Dünya meselelerini dijital sanatla anlatıyorlar
Ege Akdemir ve Selen Gürsoy’un kurucusu olduğu “fam” 3 yıldır illüstrasyon, grafik tasarım ve animasyon alanında işler üreten ve famstore adlı dükkanında illüstrasyon satarak sanatçılara destek olan bir oluşum. Genç girişimcilerin bu oluşumları dijital sanat sergileri düzenliyor, sanatçılarla ve kurumlarla dijital sanat projeleri üretiyor, etkinlikler düzenliyor.

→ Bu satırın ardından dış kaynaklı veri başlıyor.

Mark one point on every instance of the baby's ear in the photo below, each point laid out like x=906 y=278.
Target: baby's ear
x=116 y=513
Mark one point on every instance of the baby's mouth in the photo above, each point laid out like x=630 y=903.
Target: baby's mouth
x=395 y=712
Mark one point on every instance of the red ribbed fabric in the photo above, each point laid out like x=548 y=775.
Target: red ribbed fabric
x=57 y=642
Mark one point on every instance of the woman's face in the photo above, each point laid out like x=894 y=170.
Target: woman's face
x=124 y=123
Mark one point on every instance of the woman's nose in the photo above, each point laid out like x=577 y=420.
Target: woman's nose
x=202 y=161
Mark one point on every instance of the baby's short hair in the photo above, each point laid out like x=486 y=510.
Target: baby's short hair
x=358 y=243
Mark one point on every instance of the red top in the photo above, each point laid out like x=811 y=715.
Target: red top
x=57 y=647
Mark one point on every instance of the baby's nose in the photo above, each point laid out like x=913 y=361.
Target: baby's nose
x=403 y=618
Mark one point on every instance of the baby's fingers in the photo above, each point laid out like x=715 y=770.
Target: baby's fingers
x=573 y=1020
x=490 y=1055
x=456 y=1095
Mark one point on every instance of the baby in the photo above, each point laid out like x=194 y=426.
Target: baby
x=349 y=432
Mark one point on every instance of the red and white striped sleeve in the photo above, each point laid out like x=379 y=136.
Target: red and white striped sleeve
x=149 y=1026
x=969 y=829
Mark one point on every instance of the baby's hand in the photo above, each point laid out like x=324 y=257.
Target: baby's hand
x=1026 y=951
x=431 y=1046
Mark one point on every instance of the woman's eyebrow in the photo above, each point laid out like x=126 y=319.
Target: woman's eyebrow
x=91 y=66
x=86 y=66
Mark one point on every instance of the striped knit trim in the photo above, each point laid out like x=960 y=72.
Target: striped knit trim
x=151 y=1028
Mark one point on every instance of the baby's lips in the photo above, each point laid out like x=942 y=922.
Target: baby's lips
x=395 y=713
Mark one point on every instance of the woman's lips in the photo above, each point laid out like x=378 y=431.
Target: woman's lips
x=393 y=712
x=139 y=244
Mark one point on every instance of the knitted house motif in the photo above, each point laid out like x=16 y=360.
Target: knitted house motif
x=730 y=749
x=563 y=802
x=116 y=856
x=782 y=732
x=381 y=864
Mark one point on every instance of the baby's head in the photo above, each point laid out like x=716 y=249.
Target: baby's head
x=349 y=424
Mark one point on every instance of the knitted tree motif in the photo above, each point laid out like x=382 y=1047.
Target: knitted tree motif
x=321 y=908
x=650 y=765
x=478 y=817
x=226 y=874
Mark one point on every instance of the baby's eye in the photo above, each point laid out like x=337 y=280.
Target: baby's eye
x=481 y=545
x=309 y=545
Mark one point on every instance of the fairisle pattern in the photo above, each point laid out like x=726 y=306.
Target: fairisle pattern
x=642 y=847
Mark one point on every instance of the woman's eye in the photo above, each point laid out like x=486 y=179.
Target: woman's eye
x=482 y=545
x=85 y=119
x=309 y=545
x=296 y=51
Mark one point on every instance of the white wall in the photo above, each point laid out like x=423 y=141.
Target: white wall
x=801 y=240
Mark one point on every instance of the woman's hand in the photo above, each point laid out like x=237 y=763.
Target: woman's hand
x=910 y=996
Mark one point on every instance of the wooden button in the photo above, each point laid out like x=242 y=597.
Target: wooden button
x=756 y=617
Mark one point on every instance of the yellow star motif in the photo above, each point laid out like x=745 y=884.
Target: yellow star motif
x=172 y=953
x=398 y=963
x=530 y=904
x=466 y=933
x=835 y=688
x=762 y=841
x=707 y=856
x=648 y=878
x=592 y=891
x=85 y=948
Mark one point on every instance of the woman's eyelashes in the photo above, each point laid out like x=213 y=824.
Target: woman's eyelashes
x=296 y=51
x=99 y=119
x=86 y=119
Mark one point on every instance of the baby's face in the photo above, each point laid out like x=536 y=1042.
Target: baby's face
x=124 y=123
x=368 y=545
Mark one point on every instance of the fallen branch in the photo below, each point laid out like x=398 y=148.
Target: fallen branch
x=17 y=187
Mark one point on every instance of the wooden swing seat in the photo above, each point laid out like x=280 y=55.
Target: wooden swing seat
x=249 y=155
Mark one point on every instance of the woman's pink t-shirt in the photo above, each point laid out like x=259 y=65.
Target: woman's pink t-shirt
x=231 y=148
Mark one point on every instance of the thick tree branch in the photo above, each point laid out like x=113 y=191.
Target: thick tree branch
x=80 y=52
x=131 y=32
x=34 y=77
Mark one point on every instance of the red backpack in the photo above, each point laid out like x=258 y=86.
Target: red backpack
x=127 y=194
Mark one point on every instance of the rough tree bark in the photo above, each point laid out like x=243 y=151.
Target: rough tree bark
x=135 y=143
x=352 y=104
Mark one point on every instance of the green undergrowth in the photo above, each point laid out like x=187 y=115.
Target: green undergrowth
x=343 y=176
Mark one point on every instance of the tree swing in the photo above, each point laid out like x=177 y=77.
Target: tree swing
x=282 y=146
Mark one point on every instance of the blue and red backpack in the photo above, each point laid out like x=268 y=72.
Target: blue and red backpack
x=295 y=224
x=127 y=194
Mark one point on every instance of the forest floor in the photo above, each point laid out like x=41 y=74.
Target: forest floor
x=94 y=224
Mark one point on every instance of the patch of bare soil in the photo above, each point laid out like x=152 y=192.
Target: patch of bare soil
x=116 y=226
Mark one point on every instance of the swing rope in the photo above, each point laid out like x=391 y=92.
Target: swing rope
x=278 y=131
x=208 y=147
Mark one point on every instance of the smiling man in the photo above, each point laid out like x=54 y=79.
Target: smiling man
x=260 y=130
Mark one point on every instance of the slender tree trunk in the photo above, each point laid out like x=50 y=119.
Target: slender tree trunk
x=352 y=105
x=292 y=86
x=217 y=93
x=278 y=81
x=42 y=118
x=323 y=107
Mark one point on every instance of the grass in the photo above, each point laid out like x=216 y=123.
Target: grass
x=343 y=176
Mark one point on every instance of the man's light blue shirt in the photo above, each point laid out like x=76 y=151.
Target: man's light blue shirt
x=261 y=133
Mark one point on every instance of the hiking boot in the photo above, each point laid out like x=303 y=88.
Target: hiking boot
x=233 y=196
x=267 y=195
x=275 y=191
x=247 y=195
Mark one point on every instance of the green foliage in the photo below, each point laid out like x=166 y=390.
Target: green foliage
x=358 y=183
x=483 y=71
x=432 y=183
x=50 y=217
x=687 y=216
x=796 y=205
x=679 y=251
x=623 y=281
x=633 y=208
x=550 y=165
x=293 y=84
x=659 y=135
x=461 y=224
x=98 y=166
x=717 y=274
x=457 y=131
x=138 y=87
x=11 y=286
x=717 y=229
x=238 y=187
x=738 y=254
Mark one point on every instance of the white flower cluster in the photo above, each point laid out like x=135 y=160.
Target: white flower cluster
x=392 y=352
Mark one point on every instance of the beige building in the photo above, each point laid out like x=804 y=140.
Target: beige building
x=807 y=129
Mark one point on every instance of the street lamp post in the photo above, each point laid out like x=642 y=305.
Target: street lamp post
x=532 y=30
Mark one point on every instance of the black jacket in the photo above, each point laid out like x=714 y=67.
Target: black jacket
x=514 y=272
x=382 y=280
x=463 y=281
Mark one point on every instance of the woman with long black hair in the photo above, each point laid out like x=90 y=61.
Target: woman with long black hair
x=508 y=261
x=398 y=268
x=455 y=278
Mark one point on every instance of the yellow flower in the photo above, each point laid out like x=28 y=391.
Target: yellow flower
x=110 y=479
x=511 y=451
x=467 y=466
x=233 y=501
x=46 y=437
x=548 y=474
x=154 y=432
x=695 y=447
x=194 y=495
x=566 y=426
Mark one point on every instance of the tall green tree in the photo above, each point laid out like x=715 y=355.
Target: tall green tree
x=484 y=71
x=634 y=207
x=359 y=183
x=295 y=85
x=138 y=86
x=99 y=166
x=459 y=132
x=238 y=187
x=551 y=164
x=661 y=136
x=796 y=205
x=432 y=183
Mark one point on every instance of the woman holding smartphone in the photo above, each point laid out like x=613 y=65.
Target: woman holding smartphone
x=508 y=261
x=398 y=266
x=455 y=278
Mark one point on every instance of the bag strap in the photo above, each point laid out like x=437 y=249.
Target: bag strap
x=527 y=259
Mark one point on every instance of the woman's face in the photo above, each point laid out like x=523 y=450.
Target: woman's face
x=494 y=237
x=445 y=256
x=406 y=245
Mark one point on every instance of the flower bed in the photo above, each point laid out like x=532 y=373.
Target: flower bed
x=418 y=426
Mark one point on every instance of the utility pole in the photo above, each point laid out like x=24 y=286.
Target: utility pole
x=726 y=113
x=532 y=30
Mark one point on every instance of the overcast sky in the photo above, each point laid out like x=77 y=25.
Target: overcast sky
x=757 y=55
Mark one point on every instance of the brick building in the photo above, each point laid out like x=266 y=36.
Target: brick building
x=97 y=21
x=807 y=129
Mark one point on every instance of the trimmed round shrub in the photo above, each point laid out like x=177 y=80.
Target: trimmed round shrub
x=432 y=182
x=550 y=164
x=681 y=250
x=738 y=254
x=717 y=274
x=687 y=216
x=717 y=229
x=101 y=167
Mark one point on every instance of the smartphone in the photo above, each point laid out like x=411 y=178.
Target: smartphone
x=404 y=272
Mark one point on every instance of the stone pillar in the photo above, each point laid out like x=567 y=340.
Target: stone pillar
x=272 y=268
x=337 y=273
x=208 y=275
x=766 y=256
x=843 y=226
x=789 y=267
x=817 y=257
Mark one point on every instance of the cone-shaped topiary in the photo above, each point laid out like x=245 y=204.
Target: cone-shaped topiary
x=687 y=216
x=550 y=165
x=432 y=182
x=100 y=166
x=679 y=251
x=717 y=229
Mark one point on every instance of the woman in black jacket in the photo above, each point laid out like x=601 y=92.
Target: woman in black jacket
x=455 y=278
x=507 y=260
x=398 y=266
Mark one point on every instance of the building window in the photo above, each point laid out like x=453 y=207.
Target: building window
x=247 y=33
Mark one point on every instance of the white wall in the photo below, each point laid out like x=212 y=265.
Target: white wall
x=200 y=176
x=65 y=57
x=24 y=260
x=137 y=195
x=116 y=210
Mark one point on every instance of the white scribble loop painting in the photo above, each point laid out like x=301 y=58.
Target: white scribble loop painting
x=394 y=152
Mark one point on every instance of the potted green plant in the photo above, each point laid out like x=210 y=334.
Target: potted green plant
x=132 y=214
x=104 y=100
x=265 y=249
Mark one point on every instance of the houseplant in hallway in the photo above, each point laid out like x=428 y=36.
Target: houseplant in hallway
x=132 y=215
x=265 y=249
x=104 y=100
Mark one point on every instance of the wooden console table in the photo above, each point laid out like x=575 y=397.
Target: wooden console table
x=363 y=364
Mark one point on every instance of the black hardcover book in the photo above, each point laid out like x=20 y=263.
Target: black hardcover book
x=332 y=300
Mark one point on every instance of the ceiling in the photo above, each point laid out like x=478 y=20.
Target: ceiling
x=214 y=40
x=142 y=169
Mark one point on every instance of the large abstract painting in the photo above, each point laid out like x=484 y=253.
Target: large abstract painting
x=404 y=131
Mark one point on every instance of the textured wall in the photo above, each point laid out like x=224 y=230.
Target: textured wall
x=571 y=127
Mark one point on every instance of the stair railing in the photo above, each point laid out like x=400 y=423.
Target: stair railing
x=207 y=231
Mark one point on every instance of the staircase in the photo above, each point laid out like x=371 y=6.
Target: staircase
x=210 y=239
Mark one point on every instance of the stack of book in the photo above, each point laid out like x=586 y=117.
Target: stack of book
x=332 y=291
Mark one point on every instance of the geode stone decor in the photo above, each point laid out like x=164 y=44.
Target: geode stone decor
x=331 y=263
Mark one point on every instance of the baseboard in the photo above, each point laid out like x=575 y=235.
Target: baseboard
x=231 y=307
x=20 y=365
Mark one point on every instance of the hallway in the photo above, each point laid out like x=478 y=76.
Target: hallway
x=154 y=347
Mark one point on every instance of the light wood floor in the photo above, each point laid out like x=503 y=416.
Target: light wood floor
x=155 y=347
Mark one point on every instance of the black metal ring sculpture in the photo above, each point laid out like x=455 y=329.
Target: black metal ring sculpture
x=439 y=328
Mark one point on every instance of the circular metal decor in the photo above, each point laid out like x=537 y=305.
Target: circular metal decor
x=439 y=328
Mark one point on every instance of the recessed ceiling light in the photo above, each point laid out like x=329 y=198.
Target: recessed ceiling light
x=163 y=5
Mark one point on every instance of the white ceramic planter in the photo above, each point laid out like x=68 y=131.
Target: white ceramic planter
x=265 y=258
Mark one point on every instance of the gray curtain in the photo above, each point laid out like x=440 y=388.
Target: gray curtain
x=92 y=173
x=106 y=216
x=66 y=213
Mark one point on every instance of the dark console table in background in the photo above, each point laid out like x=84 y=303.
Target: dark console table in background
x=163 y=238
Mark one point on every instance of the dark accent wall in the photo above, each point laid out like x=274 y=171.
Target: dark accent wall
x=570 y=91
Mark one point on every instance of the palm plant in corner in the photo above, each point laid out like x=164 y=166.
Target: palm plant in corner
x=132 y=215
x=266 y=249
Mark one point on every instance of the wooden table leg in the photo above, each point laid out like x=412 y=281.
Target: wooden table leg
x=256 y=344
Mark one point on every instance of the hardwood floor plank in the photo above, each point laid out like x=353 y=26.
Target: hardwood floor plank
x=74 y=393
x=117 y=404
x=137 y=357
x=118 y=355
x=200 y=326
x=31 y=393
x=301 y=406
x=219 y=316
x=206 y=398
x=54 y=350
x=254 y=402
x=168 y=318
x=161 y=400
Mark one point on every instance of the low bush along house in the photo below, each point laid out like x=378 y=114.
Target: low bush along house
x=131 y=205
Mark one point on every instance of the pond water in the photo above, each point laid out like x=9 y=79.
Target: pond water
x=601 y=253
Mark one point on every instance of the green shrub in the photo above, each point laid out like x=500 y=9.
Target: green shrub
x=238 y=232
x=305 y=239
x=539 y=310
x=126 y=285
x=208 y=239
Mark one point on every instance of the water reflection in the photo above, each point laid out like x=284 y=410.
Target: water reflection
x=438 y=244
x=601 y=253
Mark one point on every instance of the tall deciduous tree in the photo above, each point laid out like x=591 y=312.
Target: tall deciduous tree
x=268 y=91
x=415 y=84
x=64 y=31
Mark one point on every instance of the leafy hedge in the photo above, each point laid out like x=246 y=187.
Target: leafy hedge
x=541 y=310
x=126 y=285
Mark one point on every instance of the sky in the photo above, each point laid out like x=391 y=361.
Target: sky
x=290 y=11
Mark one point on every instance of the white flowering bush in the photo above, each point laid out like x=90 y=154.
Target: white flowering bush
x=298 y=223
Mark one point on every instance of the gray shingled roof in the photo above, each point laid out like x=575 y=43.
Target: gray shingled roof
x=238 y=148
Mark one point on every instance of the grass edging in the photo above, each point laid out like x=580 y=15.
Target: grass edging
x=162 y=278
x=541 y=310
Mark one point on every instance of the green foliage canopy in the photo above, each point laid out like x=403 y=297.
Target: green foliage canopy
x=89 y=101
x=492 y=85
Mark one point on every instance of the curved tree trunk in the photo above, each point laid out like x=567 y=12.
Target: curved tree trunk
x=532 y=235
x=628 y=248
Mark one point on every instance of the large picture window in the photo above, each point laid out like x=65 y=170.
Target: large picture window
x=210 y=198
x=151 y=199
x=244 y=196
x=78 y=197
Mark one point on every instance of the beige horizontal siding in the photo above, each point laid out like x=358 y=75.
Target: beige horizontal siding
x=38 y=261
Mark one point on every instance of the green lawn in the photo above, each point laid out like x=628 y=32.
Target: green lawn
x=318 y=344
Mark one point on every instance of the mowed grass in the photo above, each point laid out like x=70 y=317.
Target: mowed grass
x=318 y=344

imece gençlerinden dönüşüm çağrısı
Sosyal inovasyon platformu imece yürütücülüğünde, Zorlu Holding ev sahipliğinde gerçekleştirilen, 40 oturumdan oluşan ve 135 konuşmacı ile 3000’in üzerinde katılımcının dahil olduğu “imece summit Geleceğe Etki Zirvesi’nin Raporu yayımlandı. Rapor, 8 farklı şehirden 30 gencin, hayalini kurdukları daha yaşanabilir, özgür, eşitlikçi bir gelecek için kurumlardan taleplerini içeren “Gençlerin Gözünden Dönüşüm Çağrısı”nı da içeriyor. Gençlerin umut veren ‘Dönüşüm Çağrısı’ manifestosu şöyle: ‘Herkes için daha yaşanabilir, özgür, eşitlikçi bir gelecek oluşturma hayaline sahip gençler olarak diyaloğa dahil olmak istiyor, tüm paydaşları bizimle hareket etmeye davet ediyoruz. Sosyal ve çevresel etkiyi sadece pazarlama stratejileri içerisinde görmektense artık radikal değişiklikler, gezegenin ve insanın merkeze oturduğu yaklaşımlar ve eylemler talep ediyoruz.’ 2016 yılından bu yana, Sürdürülebilir Kalkınma Amaçları doğrultusunda, bireylerin, sosyal girişimlerin ve kurumların sosyal etki üretmek için çalışan imece, “Daha iyi bir dünya için, birlikte çalışmaya ve amaç odaklı iş birliğine her zamankinden daha fazla ihtiyacımız var” sloganıyla genç girişimcileri desteklemeye devam edecek. Biz de umut veren bu girişimleri yazmaya, aktarmaya devam edeceğiz.